Do Recertification Demands Waste Doctors' Time and Money?

Batya Swift Yasgur, MA, LMSW

Disclosures

June 04, 2014

In This Article

MOC on Trial

In 2013, the Association of American Physicians and Surgeons (AAPS) filed an antitrust suit in New Jersey federal court, claiming that MOC is a "moneymaking, self-enrichment scheme" that "restrains trade and causes a reduction in access by patients to their physicians."[4] The lawsuit focused on a New Jersey-based physician who was denied hospital privileges because he had not recertified. According to AAPS, "there is no justification for requiring the purchase of [ABMS's] product as a condition of practicing medicine or being on hospital medical staffs."

"AAPS feels that the medical recertification industry is a monopoly whose net keeps widening," comments Dr. Christman, a past president of AAPS. He mentions that AAPS has received many complaints from physicians who have been forced into retirement because they didn't comply with MOC or they failed the exam. "In light of the physician shortage, this is alarming."

Dr. Nora states that she is not at liberty to discuss the lawsuit but believes the claims are "without merit."

Making MOC Manageable

Opponents of MOC urge physicians to "stand up to the tyranny" of ABMS and the MOC requirements of the specialty boards. "I call it 'civil disobedience' and regard myself as part of an incipient mass-noncompliance movement," says Dr. Weiss, who has decided not to recertify.

But many physicians will sign up for MOC because they think it's valuable or are afraid of the consequences if they refuse.

If you've decided to recertify, here are some tips to make the process more manageable.

Don't wait until the last minute. Stay abreast of the literature. Some boards (such as the American Board of Obstetrics and Gynecology) regularly recommend specific studies and articles.

Make use of online tutorials. Check your board's Website for tutorials with practice exams. The ABIM, for example, offers a free tutorial. The American College of Physicians (ACP) offers a paid tutorial, the MKSAP16. ACP recently piloted a project called MKSAP Study Hall, consisting of weekly one-hour Webinars incorporating humor to make the material engaging.

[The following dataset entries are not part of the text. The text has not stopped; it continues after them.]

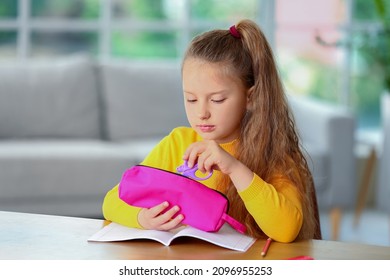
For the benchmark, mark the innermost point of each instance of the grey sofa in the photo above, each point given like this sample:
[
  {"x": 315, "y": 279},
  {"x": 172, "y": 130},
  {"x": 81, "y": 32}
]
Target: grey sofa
[{"x": 69, "y": 128}]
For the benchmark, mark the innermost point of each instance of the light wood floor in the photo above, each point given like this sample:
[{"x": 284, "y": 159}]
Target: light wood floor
[{"x": 373, "y": 228}]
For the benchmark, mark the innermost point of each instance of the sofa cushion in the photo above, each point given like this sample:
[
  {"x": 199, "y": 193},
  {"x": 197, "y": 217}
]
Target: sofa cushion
[
  {"x": 48, "y": 169},
  {"x": 49, "y": 99},
  {"x": 142, "y": 100}
]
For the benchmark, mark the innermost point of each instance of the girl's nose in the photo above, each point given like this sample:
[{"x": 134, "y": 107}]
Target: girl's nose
[{"x": 203, "y": 112}]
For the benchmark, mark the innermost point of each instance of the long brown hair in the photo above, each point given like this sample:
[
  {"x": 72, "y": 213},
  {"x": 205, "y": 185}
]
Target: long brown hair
[{"x": 269, "y": 144}]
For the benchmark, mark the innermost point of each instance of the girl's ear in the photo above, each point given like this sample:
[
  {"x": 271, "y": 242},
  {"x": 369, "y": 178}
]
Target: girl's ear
[{"x": 249, "y": 98}]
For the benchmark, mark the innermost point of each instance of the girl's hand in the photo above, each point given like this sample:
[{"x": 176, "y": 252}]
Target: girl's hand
[
  {"x": 156, "y": 218},
  {"x": 209, "y": 155}
]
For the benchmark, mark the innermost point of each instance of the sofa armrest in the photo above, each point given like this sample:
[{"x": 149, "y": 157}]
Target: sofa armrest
[{"x": 330, "y": 129}]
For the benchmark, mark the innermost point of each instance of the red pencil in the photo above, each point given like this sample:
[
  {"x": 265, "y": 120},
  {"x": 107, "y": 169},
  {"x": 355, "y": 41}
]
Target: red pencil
[{"x": 266, "y": 246}]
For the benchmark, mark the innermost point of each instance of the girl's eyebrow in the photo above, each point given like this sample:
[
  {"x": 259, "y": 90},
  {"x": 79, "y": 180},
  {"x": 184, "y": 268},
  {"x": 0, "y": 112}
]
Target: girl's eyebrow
[{"x": 208, "y": 94}]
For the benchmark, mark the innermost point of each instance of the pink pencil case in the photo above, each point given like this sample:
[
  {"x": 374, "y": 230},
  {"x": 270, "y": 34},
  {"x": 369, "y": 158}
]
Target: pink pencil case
[{"x": 202, "y": 207}]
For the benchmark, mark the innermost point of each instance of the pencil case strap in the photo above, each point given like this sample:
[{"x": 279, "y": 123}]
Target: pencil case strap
[{"x": 234, "y": 223}]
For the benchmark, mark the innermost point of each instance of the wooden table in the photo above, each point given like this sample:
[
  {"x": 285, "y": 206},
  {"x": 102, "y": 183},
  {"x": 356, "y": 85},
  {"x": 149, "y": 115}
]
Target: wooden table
[{"x": 44, "y": 237}]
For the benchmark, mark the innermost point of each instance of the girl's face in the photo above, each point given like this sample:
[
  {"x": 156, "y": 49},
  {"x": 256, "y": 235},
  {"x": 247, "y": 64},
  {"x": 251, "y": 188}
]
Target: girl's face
[{"x": 215, "y": 102}]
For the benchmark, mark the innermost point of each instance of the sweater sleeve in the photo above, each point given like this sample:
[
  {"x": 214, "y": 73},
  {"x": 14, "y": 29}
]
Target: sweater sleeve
[{"x": 275, "y": 206}]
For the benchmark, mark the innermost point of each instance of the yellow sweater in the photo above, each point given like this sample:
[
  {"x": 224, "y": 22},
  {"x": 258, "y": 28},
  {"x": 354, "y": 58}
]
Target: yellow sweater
[{"x": 275, "y": 205}]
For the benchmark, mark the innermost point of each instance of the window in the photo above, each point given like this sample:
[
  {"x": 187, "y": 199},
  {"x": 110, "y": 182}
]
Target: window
[
  {"x": 314, "y": 45},
  {"x": 106, "y": 29},
  {"x": 319, "y": 53}
]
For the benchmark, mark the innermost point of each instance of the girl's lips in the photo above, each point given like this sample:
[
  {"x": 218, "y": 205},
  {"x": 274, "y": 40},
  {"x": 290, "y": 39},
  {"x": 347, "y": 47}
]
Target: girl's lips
[{"x": 206, "y": 128}]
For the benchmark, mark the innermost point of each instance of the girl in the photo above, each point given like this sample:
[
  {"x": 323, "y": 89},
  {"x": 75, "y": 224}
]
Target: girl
[{"x": 242, "y": 129}]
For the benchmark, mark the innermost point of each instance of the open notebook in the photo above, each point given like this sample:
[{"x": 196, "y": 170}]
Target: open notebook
[{"x": 226, "y": 237}]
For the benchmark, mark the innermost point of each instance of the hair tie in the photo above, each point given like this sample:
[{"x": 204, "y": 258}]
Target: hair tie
[{"x": 234, "y": 32}]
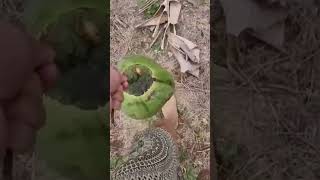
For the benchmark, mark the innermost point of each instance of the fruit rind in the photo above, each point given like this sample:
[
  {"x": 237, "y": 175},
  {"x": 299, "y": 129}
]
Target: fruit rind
[{"x": 162, "y": 88}]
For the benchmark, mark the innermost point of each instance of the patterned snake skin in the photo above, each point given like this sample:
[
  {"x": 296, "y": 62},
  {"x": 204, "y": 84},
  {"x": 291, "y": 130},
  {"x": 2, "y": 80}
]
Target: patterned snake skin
[{"x": 153, "y": 157}]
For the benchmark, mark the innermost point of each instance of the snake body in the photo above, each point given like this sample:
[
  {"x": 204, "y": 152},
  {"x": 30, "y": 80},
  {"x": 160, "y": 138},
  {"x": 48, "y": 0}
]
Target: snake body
[{"x": 153, "y": 157}]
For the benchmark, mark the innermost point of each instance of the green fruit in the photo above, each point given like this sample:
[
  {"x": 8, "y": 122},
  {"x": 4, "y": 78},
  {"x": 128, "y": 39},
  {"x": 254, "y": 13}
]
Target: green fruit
[{"x": 150, "y": 86}]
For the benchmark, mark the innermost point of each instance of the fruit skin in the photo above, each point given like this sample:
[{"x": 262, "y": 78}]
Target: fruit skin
[{"x": 162, "y": 88}]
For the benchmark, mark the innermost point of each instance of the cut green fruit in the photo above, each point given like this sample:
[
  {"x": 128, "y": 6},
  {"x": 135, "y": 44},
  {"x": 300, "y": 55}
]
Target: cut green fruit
[{"x": 150, "y": 86}]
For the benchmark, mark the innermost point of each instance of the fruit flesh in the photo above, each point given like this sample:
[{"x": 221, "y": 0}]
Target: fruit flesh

Attend an in-person review course. The ACP, for example, offers two- to three-day courses prior to the exam.

Collaborate with colleagues. Cover each other's practices during MOC-related activities. Create a study group to review, exchange tips, and provide mutual encouragement.

Work with staff support for practice improvement modules. For example, a nurse can review charts to see how many patients were vaccinated.

Conclusion

The decision to recertify isn't one-size-fits-all, so educate yourself about both sides of this complex issue. Whichever path you choose will require courage. MOC isn't for the faint of heart; it requires determination to overcome its stresses and challenges. And avoiding MOC requires the commitment and strength to swim against the current. But courage and dedication are not foreign to physicians. They're prerequisites for the practice of medicine.